I’ll go out on a limb and say categorically that after about three years in business, most startups cease being startups. This often coincides with other factors that indicate a graduation from startup-dom: acquisition by a larger company, more than one office, revenues greater than $20 million, more than 80 employees, over five people on the board, and founders who have personally sold shares. Somewhat ironically, when a startup becomes profitable it is likely moving away from startuphood.
One thing we can all agree on: the key attribute of a startup is its ability to grow. As Graham explains, a startup is a company designed to scale very quickly. It is this focus on growth unconstrained by geography which differentiates startups from small businesses. A restaurant in one town is not a startup, nor is a franchise a startup.

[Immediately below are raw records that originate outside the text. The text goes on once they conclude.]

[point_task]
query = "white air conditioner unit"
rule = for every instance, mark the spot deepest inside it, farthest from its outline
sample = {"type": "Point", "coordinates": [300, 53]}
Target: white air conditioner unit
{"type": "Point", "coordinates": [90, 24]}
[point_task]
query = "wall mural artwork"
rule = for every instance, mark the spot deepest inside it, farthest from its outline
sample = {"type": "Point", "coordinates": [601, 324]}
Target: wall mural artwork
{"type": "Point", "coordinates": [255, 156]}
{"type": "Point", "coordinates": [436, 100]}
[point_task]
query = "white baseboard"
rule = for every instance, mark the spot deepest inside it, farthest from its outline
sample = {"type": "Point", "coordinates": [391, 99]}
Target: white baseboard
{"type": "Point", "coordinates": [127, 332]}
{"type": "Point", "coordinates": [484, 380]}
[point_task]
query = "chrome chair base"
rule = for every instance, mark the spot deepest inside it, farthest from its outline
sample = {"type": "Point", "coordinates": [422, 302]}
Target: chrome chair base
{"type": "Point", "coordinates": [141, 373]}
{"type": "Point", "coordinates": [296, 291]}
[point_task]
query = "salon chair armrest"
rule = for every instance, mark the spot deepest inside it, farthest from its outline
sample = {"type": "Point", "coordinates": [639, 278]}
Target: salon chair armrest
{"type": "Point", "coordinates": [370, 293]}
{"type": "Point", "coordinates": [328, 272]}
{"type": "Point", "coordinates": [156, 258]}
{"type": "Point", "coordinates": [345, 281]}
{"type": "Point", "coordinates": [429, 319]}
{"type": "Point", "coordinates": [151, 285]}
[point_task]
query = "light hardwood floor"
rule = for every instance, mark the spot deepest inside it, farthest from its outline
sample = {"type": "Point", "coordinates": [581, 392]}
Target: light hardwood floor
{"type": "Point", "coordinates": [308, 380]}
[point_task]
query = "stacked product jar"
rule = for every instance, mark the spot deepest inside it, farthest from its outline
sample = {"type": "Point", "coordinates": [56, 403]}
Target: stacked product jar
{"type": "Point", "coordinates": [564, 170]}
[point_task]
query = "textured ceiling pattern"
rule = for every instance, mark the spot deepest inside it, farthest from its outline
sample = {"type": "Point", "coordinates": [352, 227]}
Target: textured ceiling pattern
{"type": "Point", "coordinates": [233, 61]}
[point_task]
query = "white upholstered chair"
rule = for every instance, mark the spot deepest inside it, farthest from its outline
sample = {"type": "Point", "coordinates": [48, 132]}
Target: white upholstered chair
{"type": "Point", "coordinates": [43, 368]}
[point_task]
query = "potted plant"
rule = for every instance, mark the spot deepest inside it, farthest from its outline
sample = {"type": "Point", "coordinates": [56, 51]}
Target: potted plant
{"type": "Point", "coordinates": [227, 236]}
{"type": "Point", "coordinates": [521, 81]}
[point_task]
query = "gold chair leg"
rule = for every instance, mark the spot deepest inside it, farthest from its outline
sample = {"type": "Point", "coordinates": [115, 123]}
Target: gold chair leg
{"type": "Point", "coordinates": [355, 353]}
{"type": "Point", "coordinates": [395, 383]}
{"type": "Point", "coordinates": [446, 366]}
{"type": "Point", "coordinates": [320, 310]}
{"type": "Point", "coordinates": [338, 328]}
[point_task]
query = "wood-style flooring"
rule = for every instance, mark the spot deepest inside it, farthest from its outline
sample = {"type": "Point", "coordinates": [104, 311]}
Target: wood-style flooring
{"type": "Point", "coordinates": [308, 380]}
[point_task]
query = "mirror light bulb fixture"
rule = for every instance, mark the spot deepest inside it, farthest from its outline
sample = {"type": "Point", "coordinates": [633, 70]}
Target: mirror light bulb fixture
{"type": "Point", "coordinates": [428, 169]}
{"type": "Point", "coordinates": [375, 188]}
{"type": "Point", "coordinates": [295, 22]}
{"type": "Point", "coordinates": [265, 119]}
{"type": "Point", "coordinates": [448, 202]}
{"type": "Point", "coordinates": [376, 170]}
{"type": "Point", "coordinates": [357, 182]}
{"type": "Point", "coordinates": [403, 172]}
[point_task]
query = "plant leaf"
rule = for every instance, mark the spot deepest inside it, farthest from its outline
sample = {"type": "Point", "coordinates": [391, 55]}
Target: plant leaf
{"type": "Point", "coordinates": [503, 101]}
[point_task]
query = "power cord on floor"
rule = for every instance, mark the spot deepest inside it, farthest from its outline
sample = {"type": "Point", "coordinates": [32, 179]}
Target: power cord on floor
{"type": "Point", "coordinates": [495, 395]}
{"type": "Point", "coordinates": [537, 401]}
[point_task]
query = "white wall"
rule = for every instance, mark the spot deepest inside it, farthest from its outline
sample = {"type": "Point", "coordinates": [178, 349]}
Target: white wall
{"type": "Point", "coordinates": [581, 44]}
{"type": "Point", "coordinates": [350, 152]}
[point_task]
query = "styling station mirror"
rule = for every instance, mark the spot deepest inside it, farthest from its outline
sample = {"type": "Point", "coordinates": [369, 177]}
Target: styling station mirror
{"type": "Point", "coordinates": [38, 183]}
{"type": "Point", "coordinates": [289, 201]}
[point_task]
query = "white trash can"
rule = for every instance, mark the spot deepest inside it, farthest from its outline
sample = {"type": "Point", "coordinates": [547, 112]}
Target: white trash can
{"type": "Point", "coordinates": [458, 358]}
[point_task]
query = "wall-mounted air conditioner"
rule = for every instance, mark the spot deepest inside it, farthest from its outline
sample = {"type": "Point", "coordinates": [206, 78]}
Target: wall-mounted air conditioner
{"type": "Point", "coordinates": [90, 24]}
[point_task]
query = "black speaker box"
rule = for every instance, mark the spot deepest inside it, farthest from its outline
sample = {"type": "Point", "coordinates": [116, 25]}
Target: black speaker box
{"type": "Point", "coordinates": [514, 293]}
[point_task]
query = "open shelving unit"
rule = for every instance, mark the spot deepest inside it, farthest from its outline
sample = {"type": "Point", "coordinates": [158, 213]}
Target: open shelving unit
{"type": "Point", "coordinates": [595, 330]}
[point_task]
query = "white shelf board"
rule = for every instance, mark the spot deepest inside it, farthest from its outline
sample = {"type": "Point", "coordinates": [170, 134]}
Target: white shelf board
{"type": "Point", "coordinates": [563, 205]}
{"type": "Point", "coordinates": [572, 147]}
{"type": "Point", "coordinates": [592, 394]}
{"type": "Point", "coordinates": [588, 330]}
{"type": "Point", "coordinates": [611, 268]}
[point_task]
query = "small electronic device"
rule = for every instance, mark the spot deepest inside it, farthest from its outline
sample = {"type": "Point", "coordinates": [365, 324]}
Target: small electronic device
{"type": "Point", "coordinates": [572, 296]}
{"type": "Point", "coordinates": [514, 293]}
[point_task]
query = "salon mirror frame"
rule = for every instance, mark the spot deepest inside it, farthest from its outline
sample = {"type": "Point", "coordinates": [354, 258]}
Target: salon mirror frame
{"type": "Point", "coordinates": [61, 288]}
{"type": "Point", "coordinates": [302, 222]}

In recent years, popular lexicon has begun equating startups with tech companies, as though the two are inherently intertwined. Is Uber, the car-hailing app which has raised a whopping $307 million in total funding for a reported valuation of $3.5 billion, really still a startup? Well, no – it’s a multinational logistics company which will generate a reported $213 million in revenue this year. Certainly, startups often adapt technology to solve problems and the ubiquity of that technology – 98% of Americans have access to the Internet, while more than half have smartphones – allows the critical growth. Though it often is, a startup does not, by definition, have to be tech-oriented. And when a tech startup has grown so big it’s generating multimillion dollar profits, we should acknowledge its status as a startup graduate.